India is one of the most affected countries by the Covid-19 epidemic, not only for the numbers of infections, but also for the impact on the economy and on national and international trade.

There is indeed a close connection between India and other countries heavily affected by the virus, first of all China (think of the pharmaceutical sector, which in India strongly depends on active pharmaceutical ingredients from China, or the national market of smartphone, also heavily dependent on China which produces almost 80% of the components).

In addition to relations with China, commercial relations with partners from other Countries are also complicated by the Pandemic, so it is necessary to consider alternatives to allow continuing relations with Indian partners or starting new commercial relations without suffering an excessively negative impact due to the ongoing health emergency.
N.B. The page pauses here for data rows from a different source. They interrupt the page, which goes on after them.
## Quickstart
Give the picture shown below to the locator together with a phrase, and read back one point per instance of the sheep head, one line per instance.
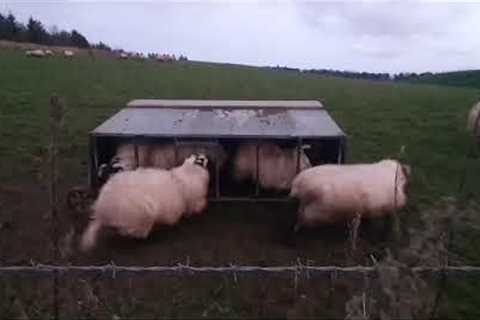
(197, 159)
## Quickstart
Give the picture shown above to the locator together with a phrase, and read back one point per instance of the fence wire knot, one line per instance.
(114, 269)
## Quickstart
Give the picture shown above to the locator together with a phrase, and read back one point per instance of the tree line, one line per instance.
(35, 32)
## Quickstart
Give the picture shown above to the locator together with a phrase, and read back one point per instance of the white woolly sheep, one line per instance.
(68, 53)
(332, 193)
(161, 156)
(35, 53)
(133, 202)
(277, 169)
(473, 122)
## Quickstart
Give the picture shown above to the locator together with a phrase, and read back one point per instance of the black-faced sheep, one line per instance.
(162, 156)
(277, 166)
(133, 202)
(332, 193)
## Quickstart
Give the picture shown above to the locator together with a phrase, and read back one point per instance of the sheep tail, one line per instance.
(89, 238)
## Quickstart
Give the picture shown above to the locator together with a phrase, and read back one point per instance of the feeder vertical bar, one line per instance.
(340, 152)
(257, 185)
(217, 170)
(175, 143)
(135, 148)
(93, 163)
(299, 146)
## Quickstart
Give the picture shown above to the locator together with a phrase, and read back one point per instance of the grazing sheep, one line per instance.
(133, 202)
(35, 53)
(473, 123)
(277, 169)
(161, 156)
(68, 53)
(332, 193)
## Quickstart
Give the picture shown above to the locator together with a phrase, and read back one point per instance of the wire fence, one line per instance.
(299, 270)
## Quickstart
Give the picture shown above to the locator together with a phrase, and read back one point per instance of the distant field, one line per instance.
(380, 119)
(468, 79)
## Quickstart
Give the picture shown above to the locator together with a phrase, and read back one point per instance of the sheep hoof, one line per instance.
(297, 227)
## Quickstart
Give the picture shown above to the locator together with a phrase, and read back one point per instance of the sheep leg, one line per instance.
(299, 222)
(354, 226)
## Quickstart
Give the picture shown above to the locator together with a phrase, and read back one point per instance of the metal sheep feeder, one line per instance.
(213, 123)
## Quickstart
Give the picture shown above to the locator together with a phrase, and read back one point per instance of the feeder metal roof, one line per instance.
(222, 119)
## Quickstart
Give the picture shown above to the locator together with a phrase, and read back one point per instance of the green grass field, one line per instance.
(379, 119)
(468, 79)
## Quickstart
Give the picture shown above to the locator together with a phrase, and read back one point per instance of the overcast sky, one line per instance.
(375, 35)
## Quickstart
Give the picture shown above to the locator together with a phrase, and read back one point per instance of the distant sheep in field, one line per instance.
(35, 53)
(277, 169)
(162, 156)
(473, 123)
(333, 193)
(133, 202)
(68, 53)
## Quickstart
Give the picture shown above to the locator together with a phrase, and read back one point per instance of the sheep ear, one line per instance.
(407, 170)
Among the most plausible solutions, certainly the possibility of resorting to franchising or distribution contracts is a good compromise to allow foreign companies to take advantage of the Indian counterpart’s experience in the local market, avoiding the complications related to the Pandemic and without having to incur excessive costs to start a business in India.

As regards the actual conclusion of the contract in such an uncertain historical period, several factors must be taken into consideration, first of all the specific discipline of the principle of “force majeure” within the Indian legal system (which, we recall, belongs to the tradition of common law).

Indeed, in the Indian legislation, no reference is made to the cause of force majeure. However, in the Indian Contract Act, section 56, it is provided the case of the so-called frustration, according to which you have a “frustrated” contract if it occurs an event that:

– occurs after the signing of the contract;

– makes the performance impossible, illegal or radically different from what was originally agreed (i.e. the event causes an extreme difficulty that changes the original nature of the contract);

– does not depend on the will of the parties;

– is not foreseen in the contract.

Upon the occurrence of such cases, according to Indian law, the parties may be released from their contractual obligations.

Alternatively, the Indian courts have stated in various judgments that an exception of force majeure can be invoked, provided that it has been included in the contract through a specific clause.

For this reason – given the strict requirements to be met in order to apply the doctrine of “frustration” – the practical advice, in concluding a commercial contract with an Indian partner in this delicate period, is to conduct a careful analysis of the specific case and to regulate the relationship in detail by means of clear conditions, by indicating in particular a specific force majeure clause (modeled on the one drawn up by the International Chamber of Commerce) which is drafted specifically for the current emergency situation.